I believe that you are overestimating the effort of coding inclusion-exclusion.

class LetterRule:
    def __init__ (self, letter, positions):
        self.letter = letter
        if isinstance(positions, list):
            self.positions = positions
        else:
            self.positions = [positions]

def count_matching_combinations (letter_allowed):
    answer = 1
    for allowed in letter_allowed.values():
        answer *= len(allowed)
    return answer

def matching_rule_allowed (letter_allowed, rule):
    # Make a copy
    letter_allowed = letter_allowed.copy()
    for letter_rule in rule:
        allowed = letter_allowed[letter_rule.letter]
        allowed = [x for x in allowed if x in letter_rule.positions]
        if 0 == len(allowed):
            return None
        letter_allowed[letter_rule.letter] = allowed
    return letter_allowed

# This is the inclusion-exclusion logic.
def matching_combination_counts (letter_allowed, rules, i=None, sign=1):
    if i is None:
        yield(count_matching_combinations(letter_allowed))
        for i in range(len(rules)):
            yield from matching_combination_counts(
                letter_allowed, rules, i, -1)

    else:
        letter_allowed = matching_rule_allowed(letter_allowed, rules[i])
        if letter_allowed is not None:
            yield sign * count_matching_combinations(letter_allowed)
            for j in range(i+1, len(rules)):
                yield from matching_combination_counts(
                    letter_allowed, rules, j, sign * -1)

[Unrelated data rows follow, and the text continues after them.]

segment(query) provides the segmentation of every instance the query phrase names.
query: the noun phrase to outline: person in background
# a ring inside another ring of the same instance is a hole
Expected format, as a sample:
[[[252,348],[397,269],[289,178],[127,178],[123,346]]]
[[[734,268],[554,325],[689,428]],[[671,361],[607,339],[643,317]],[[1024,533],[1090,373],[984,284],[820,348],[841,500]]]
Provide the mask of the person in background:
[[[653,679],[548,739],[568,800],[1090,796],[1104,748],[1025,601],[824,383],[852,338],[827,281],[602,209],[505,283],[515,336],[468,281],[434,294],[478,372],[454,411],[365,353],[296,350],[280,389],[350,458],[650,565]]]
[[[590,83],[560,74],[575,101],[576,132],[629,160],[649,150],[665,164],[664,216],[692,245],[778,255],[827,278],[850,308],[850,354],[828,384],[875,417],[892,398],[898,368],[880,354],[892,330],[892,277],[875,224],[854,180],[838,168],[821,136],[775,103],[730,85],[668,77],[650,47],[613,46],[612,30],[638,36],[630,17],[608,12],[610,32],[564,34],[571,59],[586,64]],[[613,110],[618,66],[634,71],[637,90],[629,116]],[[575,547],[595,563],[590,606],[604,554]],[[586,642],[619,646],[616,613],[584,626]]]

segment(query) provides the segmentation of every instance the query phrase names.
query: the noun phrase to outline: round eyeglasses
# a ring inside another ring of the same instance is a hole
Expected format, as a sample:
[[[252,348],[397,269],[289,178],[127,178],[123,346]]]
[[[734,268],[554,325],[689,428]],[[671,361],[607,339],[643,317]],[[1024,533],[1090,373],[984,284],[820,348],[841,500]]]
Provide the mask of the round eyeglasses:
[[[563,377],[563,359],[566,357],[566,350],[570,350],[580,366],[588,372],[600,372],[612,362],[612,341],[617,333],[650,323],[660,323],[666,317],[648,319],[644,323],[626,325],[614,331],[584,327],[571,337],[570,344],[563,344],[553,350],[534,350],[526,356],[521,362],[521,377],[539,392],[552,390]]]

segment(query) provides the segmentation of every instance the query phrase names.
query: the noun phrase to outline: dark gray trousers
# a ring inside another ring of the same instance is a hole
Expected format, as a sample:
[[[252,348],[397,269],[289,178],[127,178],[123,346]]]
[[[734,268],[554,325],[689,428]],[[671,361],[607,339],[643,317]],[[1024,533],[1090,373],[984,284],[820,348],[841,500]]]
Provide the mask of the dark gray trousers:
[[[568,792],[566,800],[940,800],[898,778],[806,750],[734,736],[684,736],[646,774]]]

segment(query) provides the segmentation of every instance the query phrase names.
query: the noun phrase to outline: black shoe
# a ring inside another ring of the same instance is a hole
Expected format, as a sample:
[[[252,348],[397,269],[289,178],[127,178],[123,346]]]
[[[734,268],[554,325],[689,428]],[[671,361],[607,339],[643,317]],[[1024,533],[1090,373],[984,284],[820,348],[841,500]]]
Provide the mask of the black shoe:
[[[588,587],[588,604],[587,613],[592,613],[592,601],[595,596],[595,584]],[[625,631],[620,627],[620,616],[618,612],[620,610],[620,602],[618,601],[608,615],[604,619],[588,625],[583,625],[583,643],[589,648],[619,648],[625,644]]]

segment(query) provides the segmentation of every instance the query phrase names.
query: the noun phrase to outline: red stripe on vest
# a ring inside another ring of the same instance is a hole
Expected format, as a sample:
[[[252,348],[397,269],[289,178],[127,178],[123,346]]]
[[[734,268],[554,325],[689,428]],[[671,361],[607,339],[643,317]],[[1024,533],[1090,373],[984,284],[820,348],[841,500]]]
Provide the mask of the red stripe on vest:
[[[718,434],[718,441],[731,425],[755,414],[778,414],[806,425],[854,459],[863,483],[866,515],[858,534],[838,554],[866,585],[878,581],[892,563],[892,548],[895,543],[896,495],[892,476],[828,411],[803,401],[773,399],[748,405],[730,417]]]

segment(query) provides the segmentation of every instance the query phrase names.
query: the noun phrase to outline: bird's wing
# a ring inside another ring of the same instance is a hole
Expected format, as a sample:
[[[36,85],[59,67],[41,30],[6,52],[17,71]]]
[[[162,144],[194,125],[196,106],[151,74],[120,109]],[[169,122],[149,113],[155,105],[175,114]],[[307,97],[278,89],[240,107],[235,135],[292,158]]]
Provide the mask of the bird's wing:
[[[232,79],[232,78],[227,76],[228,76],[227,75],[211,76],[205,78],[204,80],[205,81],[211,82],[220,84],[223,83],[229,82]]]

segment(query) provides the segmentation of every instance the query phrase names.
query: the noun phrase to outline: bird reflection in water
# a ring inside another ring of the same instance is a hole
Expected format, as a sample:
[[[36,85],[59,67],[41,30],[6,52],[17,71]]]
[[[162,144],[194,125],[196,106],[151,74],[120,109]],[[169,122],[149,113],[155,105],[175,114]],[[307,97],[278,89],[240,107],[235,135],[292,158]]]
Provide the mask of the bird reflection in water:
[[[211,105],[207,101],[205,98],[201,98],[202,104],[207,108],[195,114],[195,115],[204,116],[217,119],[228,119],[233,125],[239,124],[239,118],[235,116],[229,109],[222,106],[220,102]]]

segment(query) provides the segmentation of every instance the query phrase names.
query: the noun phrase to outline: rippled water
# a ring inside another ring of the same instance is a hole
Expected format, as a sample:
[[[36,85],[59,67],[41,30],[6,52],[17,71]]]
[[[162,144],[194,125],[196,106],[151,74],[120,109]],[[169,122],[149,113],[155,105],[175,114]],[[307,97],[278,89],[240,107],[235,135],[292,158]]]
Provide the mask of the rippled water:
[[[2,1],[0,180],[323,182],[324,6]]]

def count_combinations (letter_allowed, rules=None):
    if rules is None:
        rules = []
    return sum(matching_combination_counts(letter_allowed, rules))


letter_allowed = {
    'A': [0, 1, 2, 3],
    'B': [0, 1, 2],
    'C': [0, 1, 2, 3, 4],
    'D': [0, 1, 2],
}
rules = [
    [LetterRule('A', 1), LetterRule('B', 2)],
    [LetterRule('A', 2), LetterRule('C', 4)],
]
print(count_combinations(letter_allowed, rules))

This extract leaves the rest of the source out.